According to a count by Bloomberg News, Teva has successfully pulled off 13 at-risk launches since 2004.

Teva and Lilly could face off in this way next year over Evista. Teva already won tentative approval from the FDA to launch
a generic version of Evista, whose patents begin to expire in 2012. Evista generated sales of $1.1 billion last year.

That launch has been stayed until March 9 — the same day Lilly and Teva are scheduled to start a court trial over the
patent.

Neither company is commenting on the case.
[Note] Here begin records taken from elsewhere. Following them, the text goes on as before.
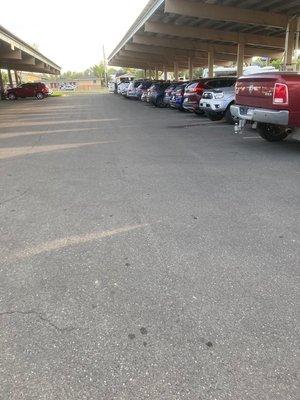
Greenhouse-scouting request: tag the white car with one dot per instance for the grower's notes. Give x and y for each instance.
(68, 86)
(122, 88)
(112, 87)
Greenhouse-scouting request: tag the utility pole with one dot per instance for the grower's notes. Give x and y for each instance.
(105, 66)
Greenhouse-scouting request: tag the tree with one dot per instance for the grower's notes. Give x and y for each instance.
(98, 71)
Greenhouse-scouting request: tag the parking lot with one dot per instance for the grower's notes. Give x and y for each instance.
(146, 253)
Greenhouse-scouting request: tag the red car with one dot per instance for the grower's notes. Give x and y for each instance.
(37, 90)
(193, 91)
(271, 102)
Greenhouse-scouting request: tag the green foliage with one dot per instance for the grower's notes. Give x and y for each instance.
(278, 64)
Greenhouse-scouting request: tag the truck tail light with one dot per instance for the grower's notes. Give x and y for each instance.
(281, 94)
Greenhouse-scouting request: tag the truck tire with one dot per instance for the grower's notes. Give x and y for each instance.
(215, 117)
(228, 116)
(272, 133)
(12, 96)
(39, 96)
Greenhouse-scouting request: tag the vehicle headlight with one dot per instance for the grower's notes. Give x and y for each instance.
(219, 95)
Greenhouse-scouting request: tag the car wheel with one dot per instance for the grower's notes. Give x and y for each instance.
(39, 96)
(215, 117)
(272, 133)
(229, 118)
(12, 96)
(159, 103)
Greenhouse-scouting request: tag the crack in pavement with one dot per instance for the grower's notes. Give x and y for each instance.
(41, 317)
(18, 196)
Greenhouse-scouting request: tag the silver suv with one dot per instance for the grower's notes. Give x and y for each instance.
(216, 103)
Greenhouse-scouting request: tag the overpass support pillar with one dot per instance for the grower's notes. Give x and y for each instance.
(211, 62)
(9, 77)
(176, 72)
(240, 59)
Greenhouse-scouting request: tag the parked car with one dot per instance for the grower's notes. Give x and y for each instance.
(112, 86)
(270, 102)
(141, 90)
(176, 99)
(144, 95)
(122, 87)
(38, 90)
(132, 89)
(216, 102)
(193, 92)
(68, 87)
(157, 92)
(169, 92)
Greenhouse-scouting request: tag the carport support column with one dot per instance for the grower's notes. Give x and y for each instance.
(165, 73)
(1, 84)
(176, 74)
(190, 65)
(211, 62)
(290, 44)
(9, 77)
(16, 77)
(240, 59)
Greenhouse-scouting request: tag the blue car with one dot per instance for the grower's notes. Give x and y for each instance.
(157, 92)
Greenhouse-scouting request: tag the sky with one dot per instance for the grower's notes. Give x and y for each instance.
(71, 33)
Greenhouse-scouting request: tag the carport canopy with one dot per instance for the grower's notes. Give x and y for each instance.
(170, 35)
(17, 55)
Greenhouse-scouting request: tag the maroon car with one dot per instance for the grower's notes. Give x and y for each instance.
(38, 90)
(193, 91)
(270, 102)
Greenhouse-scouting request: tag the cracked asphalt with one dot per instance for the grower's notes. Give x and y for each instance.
(145, 254)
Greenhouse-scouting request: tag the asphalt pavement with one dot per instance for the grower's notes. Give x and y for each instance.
(145, 254)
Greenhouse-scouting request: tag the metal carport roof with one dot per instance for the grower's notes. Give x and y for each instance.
(15, 54)
(186, 33)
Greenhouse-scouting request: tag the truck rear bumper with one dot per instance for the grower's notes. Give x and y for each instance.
(267, 116)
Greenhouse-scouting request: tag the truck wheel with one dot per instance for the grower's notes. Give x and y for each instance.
(12, 96)
(272, 133)
(39, 96)
(229, 118)
(215, 117)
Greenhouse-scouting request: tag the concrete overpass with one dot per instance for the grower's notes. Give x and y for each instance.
(16, 55)
(170, 35)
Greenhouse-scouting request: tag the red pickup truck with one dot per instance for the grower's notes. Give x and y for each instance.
(271, 102)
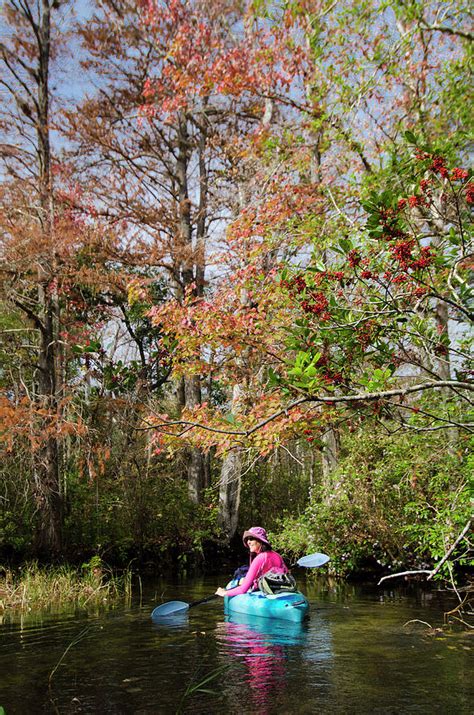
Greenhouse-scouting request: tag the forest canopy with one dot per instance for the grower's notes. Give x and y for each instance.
(235, 278)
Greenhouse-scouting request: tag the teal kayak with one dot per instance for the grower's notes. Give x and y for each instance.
(288, 606)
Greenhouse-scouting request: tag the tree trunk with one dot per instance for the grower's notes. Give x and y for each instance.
(195, 462)
(47, 483)
(230, 482)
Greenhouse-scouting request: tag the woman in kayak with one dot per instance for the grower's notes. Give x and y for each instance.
(262, 560)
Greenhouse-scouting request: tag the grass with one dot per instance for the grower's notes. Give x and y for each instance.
(35, 587)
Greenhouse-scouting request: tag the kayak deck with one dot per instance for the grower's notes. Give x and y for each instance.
(290, 606)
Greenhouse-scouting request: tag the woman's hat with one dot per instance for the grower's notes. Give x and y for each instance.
(256, 532)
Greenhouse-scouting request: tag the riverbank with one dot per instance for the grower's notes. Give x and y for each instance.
(32, 586)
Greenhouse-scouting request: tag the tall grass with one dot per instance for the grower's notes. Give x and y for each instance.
(34, 587)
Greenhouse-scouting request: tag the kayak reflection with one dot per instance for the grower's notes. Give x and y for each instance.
(249, 629)
(262, 644)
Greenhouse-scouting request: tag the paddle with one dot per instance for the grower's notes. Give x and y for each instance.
(313, 560)
(171, 608)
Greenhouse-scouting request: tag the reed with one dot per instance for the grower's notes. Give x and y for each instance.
(34, 586)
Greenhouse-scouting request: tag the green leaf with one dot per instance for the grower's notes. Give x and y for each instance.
(410, 137)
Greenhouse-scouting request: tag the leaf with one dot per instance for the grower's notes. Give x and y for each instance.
(410, 137)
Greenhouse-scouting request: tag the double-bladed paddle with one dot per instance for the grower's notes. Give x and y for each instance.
(171, 608)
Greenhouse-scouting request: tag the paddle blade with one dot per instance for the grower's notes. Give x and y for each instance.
(171, 608)
(313, 560)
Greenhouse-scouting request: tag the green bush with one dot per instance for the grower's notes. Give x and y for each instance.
(395, 501)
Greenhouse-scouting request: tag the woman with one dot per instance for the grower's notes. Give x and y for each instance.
(262, 560)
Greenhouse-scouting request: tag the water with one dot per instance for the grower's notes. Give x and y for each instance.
(356, 654)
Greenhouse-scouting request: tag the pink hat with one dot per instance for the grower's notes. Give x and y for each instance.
(256, 532)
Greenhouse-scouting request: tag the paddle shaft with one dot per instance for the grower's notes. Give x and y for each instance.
(203, 600)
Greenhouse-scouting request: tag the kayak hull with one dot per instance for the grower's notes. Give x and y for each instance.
(287, 606)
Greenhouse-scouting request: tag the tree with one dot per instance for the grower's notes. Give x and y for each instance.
(30, 236)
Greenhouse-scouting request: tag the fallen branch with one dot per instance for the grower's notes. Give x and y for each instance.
(448, 553)
(432, 572)
(319, 400)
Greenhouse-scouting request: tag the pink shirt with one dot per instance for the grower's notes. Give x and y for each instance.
(262, 563)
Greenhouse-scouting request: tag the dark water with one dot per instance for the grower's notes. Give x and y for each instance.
(356, 654)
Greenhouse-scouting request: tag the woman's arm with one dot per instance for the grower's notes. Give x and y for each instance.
(252, 574)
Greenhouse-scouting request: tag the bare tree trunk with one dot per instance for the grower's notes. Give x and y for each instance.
(230, 481)
(195, 463)
(46, 485)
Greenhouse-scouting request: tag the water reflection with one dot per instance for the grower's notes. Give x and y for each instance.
(177, 621)
(261, 645)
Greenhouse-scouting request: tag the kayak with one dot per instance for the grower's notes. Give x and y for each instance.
(288, 606)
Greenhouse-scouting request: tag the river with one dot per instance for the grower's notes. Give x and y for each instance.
(364, 649)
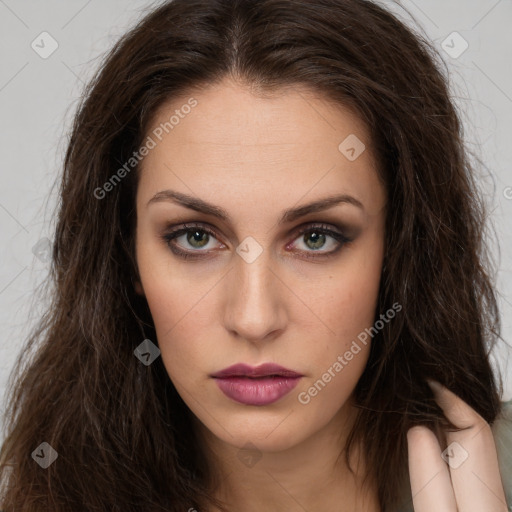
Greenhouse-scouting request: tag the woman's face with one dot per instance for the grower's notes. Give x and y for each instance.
(246, 284)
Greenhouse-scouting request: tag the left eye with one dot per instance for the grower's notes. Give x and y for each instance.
(198, 237)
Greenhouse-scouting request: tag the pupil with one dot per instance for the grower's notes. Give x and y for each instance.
(318, 239)
(198, 236)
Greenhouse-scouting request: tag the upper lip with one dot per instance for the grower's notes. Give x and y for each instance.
(263, 370)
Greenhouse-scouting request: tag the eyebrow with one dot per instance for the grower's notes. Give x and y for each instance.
(289, 215)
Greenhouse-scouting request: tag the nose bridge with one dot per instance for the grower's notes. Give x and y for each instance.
(253, 305)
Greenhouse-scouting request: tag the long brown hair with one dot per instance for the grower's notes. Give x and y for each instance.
(123, 435)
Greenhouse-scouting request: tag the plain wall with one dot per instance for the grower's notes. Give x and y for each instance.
(38, 97)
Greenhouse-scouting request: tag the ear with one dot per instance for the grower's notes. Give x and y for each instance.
(138, 288)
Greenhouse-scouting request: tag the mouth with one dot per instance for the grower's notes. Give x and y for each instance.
(260, 385)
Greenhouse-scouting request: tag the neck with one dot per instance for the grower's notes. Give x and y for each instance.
(312, 475)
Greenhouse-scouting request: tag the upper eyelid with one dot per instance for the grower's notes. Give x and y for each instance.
(298, 230)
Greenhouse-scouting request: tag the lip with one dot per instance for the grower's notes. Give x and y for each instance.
(260, 385)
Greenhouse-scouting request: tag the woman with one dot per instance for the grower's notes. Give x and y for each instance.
(271, 289)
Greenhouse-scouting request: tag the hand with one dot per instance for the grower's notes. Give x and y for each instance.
(471, 480)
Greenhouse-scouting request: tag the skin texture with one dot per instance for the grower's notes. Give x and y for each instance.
(242, 153)
(255, 157)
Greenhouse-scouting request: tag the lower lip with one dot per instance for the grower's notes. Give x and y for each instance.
(263, 391)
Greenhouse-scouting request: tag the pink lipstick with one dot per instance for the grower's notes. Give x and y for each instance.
(261, 385)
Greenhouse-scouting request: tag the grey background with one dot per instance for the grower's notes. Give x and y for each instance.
(38, 97)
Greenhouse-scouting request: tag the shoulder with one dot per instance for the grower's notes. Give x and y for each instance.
(502, 431)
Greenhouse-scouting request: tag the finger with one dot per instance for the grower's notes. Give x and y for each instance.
(431, 486)
(471, 456)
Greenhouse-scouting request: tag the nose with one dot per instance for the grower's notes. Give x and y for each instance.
(254, 305)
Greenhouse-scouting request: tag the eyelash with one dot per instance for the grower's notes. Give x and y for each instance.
(186, 228)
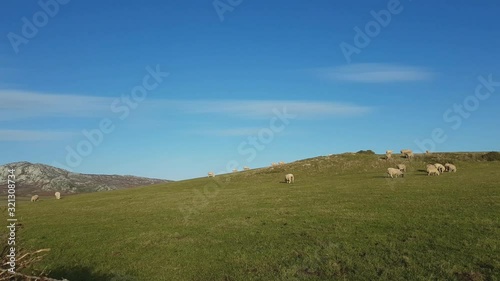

But some analysts are watching it closely.

Goldman Sachs & Co. analyst Jami Rubin cites the potential patent litigation over Evista as one of two key risk factors
facing Lilly, according to a Nov. 6 research report.

Boris, the Citigroup analyst, devoted an entire research note to Lilly’s patent risks.

"We rate Lilly High Risk, largely because of a period of considerable generic risk in 2011-13 that is mitigated in part
by a solid drug pipeline," he wrote Nov. 16.

"The company also faces a number of [other] patent challenges (Gemzar, Evista, Cymbalta), which may negatively impact
earnings depending on their outcomes."